O que a indústria produz, e os militares põem em marcha, os políticos têm de promover e vender. Também aqui o império estadunidense lidera, sendo responsável por 35% da exportação de armas, um terço das exportações globais, e 58% mais que o segundo maior exportador, a Rússia. Seguem-se a França, Alemanha, China e Reino Unido.

De 2013 até 2017, os EUA aumentaram as suas exportações em 25%, tendo um mercado comprador que inclui 98 estados pelo mundo, sendo a Arábia Saudita o maior importador de armas dos EUA e o segundo maior do mundo. (O maior importador mundial é a Índia, que importa sobretudo da Rússia.)

Recordemos que Trump finalizou o acordo, iniciado pela Administração Obama e depois suspensa devido à guerra no Iêmen, de vender 100 mil milhões dólares de armas, incluindo 7 milhões em mísseis guiados de precisão.

O acordo avançou apesar de a Arábia Saudita estar a liderar o assalto ao Iémen, onde pretenderá usar o novo armamento, uma guerra que já levou a milhares de mortes e mergulha o país numa gritante crise humanitária.

Trump quer fortalecer a produção doméstica e exportação. Por um lado, a Administração Trump tem enviado altos responsáveis para negociar vendas de armas, e o próprio Trump tem reunido e falado por telefone com líderes estrangeiros sobre estas vendas. Por outro, Trump procura diminuir as barreiras legais à venda de armas ao estrangeiro. Barreiras criadas para evitar que essas armas sejam depois usadas em conflitos contrários à estratégia global dos EUA ou por países que abusem dos direitos humanos (sim, sim, eu sei, mas se os entraves forem eliminados…).

A semana passada foi anunciado que avançava uma nova política de exportação de armas dizendo que iria "promover a indústria de defesa e a criação de empregos". Estas regras somam-se a um relaxamento de restrições à exportação de armas, promovida pelo Presidente Obama em 2014.

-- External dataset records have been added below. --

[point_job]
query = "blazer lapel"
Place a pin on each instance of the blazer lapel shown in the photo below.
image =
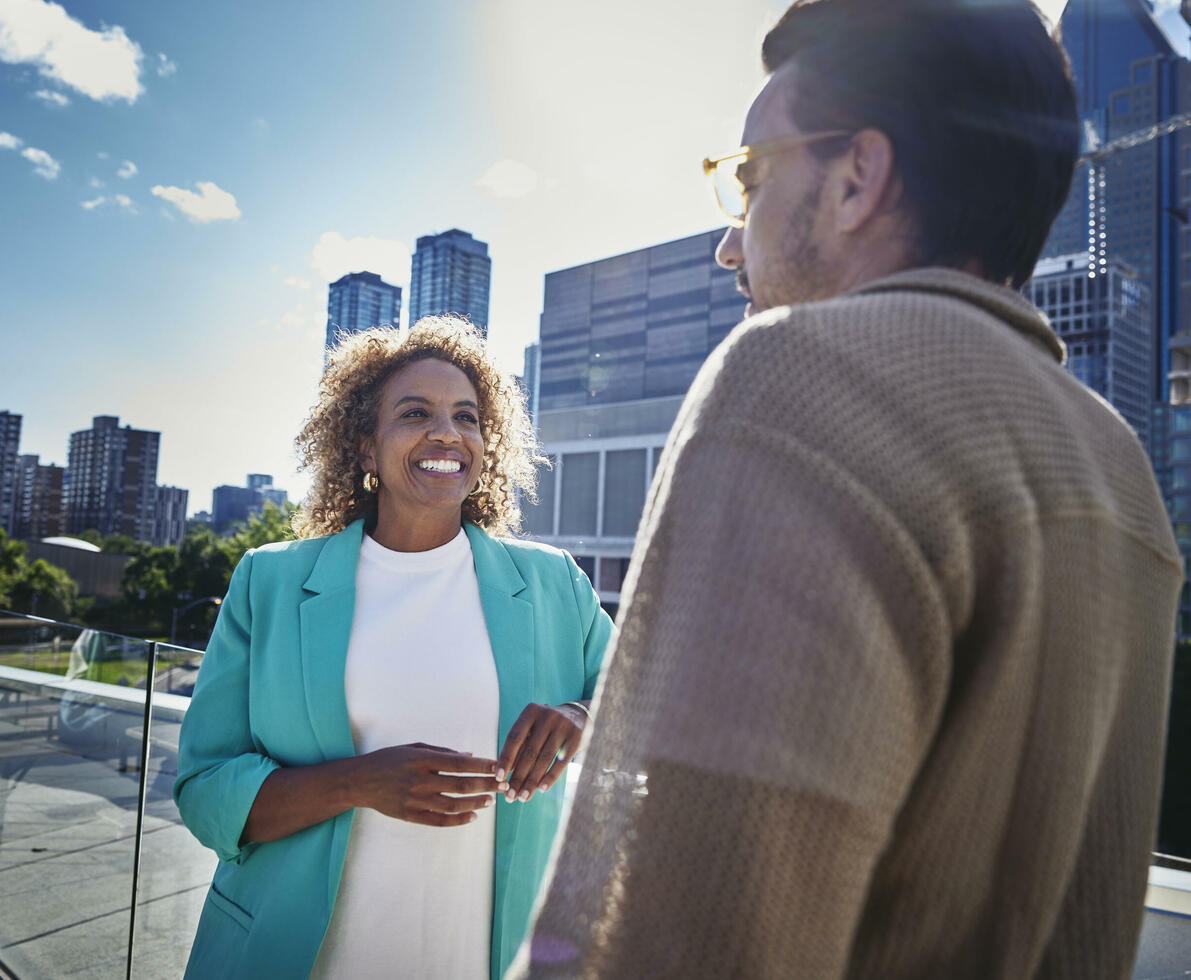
(510, 622)
(325, 620)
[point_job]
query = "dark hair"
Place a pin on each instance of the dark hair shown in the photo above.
(977, 99)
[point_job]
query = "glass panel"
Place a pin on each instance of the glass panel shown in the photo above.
(580, 475)
(624, 491)
(540, 517)
(175, 868)
(72, 707)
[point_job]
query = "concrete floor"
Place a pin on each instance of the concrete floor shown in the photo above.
(67, 826)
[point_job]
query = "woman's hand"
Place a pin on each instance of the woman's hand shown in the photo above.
(540, 744)
(411, 782)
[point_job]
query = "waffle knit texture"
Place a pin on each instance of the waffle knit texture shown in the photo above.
(891, 685)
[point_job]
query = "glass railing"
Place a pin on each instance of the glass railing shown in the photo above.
(98, 876)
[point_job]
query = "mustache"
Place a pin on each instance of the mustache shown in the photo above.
(742, 282)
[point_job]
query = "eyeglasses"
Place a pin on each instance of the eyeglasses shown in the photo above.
(724, 170)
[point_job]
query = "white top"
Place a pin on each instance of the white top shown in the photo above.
(416, 900)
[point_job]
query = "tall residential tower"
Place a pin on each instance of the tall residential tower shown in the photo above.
(451, 274)
(360, 300)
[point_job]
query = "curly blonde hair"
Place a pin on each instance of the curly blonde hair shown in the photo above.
(347, 407)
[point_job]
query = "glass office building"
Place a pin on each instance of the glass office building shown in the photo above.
(1132, 204)
(621, 341)
(1105, 323)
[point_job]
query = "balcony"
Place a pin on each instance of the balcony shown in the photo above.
(99, 878)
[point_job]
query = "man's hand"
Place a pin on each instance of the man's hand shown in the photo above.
(540, 744)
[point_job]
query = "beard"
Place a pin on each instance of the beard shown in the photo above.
(793, 269)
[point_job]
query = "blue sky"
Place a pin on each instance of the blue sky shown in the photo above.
(180, 181)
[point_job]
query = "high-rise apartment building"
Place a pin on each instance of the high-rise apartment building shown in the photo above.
(451, 274)
(1132, 204)
(232, 505)
(111, 480)
(360, 300)
(39, 505)
(621, 341)
(169, 516)
(10, 453)
(1105, 323)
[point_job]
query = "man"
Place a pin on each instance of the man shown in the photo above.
(890, 692)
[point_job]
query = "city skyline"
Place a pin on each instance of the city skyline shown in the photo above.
(179, 199)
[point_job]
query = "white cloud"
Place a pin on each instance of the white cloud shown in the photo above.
(100, 64)
(509, 179)
(334, 256)
(44, 164)
(51, 98)
(211, 204)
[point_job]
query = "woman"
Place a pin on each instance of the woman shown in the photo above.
(341, 749)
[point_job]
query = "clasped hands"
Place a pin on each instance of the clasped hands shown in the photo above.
(437, 786)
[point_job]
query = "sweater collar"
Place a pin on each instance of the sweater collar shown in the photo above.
(998, 300)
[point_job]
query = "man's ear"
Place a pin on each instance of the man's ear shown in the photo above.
(867, 185)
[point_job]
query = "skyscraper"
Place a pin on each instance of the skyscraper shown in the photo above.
(621, 341)
(1132, 204)
(39, 506)
(1105, 323)
(360, 300)
(10, 450)
(451, 274)
(111, 482)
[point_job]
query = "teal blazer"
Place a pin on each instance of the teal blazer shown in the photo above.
(270, 693)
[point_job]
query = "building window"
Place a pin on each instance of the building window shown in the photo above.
(580, 486)
(540, 517)
(624, 492)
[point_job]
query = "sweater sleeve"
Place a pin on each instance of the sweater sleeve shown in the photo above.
(779, 674)
(219, 766)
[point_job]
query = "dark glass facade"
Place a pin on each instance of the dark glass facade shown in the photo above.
(1132, 204)
(1105, 323)
(636, 325)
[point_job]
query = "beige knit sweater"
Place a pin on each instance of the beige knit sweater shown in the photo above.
(890, 692)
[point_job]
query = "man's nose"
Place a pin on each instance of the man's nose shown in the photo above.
(728, 251)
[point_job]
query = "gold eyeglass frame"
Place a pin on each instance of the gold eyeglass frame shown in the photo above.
(755, 151)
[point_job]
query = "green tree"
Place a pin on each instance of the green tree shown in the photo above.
(272, 524)
(45, 590)
(38, 588)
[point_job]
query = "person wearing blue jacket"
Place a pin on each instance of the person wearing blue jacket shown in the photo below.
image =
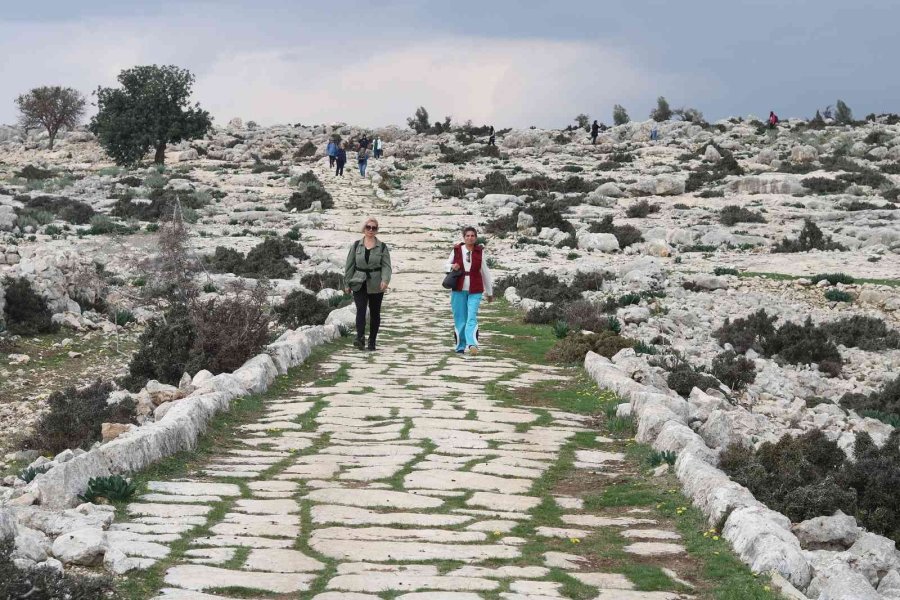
(332, 152)
(341, 159)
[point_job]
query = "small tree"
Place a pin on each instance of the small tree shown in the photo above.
(583, 121)
(52, 107)
(842, 113)
(419, 122)
(150, 110)
(662, 112)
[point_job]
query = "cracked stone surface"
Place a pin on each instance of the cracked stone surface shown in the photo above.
(350, 485)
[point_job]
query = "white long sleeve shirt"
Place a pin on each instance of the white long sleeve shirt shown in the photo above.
(486, 277)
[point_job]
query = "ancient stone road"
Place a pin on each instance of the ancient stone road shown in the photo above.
(398, 476)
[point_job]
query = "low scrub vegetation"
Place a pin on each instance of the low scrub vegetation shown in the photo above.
(309, 189)
(300, 308)
(810, 238)
(25, 312)
(809, 476)
(267, 260)
(733, 214)
(75, 416)
(792, 343)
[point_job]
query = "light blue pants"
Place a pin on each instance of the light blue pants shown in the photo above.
(465, 318)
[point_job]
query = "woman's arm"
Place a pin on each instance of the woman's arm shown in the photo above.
(350, 266)
(449, 266)
(386, 269)
(486, 276)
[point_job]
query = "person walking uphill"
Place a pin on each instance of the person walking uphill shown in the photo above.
(476, 282)
(331, 150)
(341, 159)
(362, 157)
(367, 274)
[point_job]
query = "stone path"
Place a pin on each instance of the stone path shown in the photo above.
(400, 476)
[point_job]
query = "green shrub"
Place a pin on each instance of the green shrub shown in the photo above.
(310, 189)
(31, 172)
(301, 308)
(834, 278)
(561, 329)
(42, 583)
(626, 235)
(164, 349)
(825, 185)
(810, 238)
(66, 209)
(654, 459)
(684, 378)
(320, 281)
(835, 295)
(734, 370)
(29, 473)
(641, 209)
(733, 214)
(25, 312)
(104, 490)
(75, 416)
(886, 400)
(575, 346)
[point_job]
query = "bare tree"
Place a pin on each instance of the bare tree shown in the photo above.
(52, 107)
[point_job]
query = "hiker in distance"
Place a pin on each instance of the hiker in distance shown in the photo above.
(367, 274)
(331, 150)
(341, 160)
(362, 157)
(476, 282)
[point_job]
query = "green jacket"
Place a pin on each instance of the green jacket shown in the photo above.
(379, 260)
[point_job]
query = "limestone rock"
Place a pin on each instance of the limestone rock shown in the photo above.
(836, 532)
(81, 547)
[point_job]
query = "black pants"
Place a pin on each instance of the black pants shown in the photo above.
(362, 298)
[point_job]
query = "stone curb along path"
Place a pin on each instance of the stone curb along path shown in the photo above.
(760, 536)
(180, 427)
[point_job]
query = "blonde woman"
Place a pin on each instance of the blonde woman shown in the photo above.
(471, 259)
(367, 274)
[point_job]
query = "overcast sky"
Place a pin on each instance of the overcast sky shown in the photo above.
(510, 63)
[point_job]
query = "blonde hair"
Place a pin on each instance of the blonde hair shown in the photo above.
(369, 220)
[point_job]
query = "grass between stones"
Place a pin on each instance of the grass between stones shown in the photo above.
(709, 564)
(221, 434)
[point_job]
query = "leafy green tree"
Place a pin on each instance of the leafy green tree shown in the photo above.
(662, 112)
(419, 122)
(583, 121)
(842, 113)
(52, 107)
(149, 111)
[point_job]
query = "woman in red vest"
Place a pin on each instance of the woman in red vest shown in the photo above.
(466, 298)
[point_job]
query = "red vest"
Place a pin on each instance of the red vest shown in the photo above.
(476, 285)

Trump quer acelerar ainda mais o processo de aprovação de exportação de armas pelo Congresso (que geralmente demora anos), aumentando também o tamanho das vendas autorizadas e a potência das armas. A nova política minimiza as preocupações com direitos humanos, em consonância com o fato de Trump ter posto fim à suspensão de venda de armas ao Bahrain, Nigéria e Arábia Saudita por preocupações humanitárias.

As armas mais lucrativas são mísseis, bombas e aviões. Mas "agora em promoção" estão os aviões não tripulados, ou drones. Até agora limitada para procurar evitar o roubo de tecnologia, a nova política de Trump irá permitir às companhias venderem diretamente, em vez de obrigar os países estrangeiros a fazerem um pedido de compra ao governo, promovendo assim a competição com as vendas dos outros grandes exportadores como a China.

A nova política para venda de drones está classificada, mas inclui uma maior lista de compradores aceitáveis pelo Departamento do Estado. Duas das companhias que esperam lucrar com a nova política são a Textron e a Kratos Defense que fabricam drones armados.

Diz Peter Navarro, conselheiro de comércio de Trump, que "só o mercado de drones pode crescer 50 mil milhões de dólares numa década", acrescentando, "os nossos aliados e parceiros querem comprar americano". Estes são os mesmos drones, com a precisão do laser, responsáveis por milhares de mortos de civis em ataques dos EUA no Médio Oriente, Afeganistão, etc.